Real Estate - Residential

Architects Downsizing, Dabbling In Remodeling

By JP Finlay, posted Aug 20, 2010

As the economic downturn has slowed new construction, architects have suffered consequential setbacks.

Tricia Urban at Urban Design has seen the downturn firsthand. “For two years we’ve been fighting, to still have work is a big deal.” she said.

“If we can get the banks to fund things, we’d be rolling.”

According to data compiled by the Wilmington-Cape Fear Home Builders Association, in 2007 more than $486 million was spent on new construction between single and multi-family housing and commercial buildings in the Cape Fear region.
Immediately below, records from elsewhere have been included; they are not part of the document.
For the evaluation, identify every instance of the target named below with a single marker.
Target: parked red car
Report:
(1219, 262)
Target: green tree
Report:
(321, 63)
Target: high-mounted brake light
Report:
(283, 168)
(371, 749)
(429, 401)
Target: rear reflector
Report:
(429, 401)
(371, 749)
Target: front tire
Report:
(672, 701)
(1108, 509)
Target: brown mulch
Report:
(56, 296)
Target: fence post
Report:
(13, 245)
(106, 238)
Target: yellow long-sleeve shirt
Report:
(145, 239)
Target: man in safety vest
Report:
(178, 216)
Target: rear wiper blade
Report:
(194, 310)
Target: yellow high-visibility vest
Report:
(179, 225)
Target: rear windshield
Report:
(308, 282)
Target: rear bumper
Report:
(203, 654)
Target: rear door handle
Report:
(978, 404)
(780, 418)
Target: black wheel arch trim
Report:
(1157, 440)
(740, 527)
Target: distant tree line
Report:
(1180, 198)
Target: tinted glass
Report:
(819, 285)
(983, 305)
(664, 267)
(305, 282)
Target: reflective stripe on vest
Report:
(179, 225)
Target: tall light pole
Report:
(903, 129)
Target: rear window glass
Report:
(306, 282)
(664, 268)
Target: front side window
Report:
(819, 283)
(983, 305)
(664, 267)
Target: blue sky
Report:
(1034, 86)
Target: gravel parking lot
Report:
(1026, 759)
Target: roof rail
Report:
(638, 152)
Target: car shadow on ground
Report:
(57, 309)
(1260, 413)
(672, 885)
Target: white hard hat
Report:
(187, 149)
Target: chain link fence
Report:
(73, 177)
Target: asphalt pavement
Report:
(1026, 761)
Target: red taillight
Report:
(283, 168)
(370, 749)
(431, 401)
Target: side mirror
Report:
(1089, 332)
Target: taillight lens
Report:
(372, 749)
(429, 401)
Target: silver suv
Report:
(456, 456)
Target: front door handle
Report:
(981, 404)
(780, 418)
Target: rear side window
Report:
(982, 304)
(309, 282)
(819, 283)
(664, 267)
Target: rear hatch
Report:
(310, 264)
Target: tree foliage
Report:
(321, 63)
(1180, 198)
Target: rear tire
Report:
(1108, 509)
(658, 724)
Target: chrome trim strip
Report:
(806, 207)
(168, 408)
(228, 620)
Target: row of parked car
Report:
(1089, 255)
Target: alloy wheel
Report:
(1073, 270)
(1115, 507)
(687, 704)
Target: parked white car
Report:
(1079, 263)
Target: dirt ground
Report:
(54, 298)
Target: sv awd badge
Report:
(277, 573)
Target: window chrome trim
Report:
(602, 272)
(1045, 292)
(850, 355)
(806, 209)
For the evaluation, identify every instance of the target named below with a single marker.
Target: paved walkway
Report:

In 2009, spending fell to $186 million for the same construction.

“It has been a particularly difficult and turbulent time for the architecture profession – and the entire construction industry, beginning in late 2008,” said Scott Frank, spokesman for the American Institute of Architects in Washington, D.C.

Many Wilmington area architects have adjusted the focus from new construction to remodels of existing structures. “We tended to do custom work but our remodel work is up to a third or half of our business now,” said Scott Ogden of B&O Design Studio. B&O designed local projects like the new Hibachi Bistro and Talon Court. “A lot of architects on the residential side are jumping on that bandwagon.”

“Remodeling and renovation projects – especially on the residential side - are more common than new construction activity,” Frank said.

Ogden explained that architects are in a unique situation, because potential clients are choosing to do work themselves. One example of this is in the landscape architecture sector.

“There tends to be more D.I.Y. for landscape architecture,” Ogden said. “We are competing with landscape companies that do design, but they are not under the same licensing as an architect.”

Gregory Kot at Cline Design Associates has seen other problems. Kot has put many bids in for new military construction, though the firm has not won any of the contracts. “It is frustrating because we knew we were more than capable of doing the work.”

Despite the frustrations with military work, Cline Design has seen growth on multi-family construction. “Fortunately for us, some of the returning work is in multi-family, and we have that background.”

Cline Design built the tallest building in Wilmington, PPD Headquarters, along with the new Bank of America building. Sometimes potential clients view their previous work and think the firm is not interested in smaller projects. “People think we only do large projects. We are happy to do small jobs. We enjoy doing those projects and use just as much energy for those as larger projects.”

The biggest problem that Kot saw was the lack of funding for new projects coming from banks. “There is very little work in the private sector. It is hard to get financing, and now we have a surplus of space. That space needs to be absorbed.”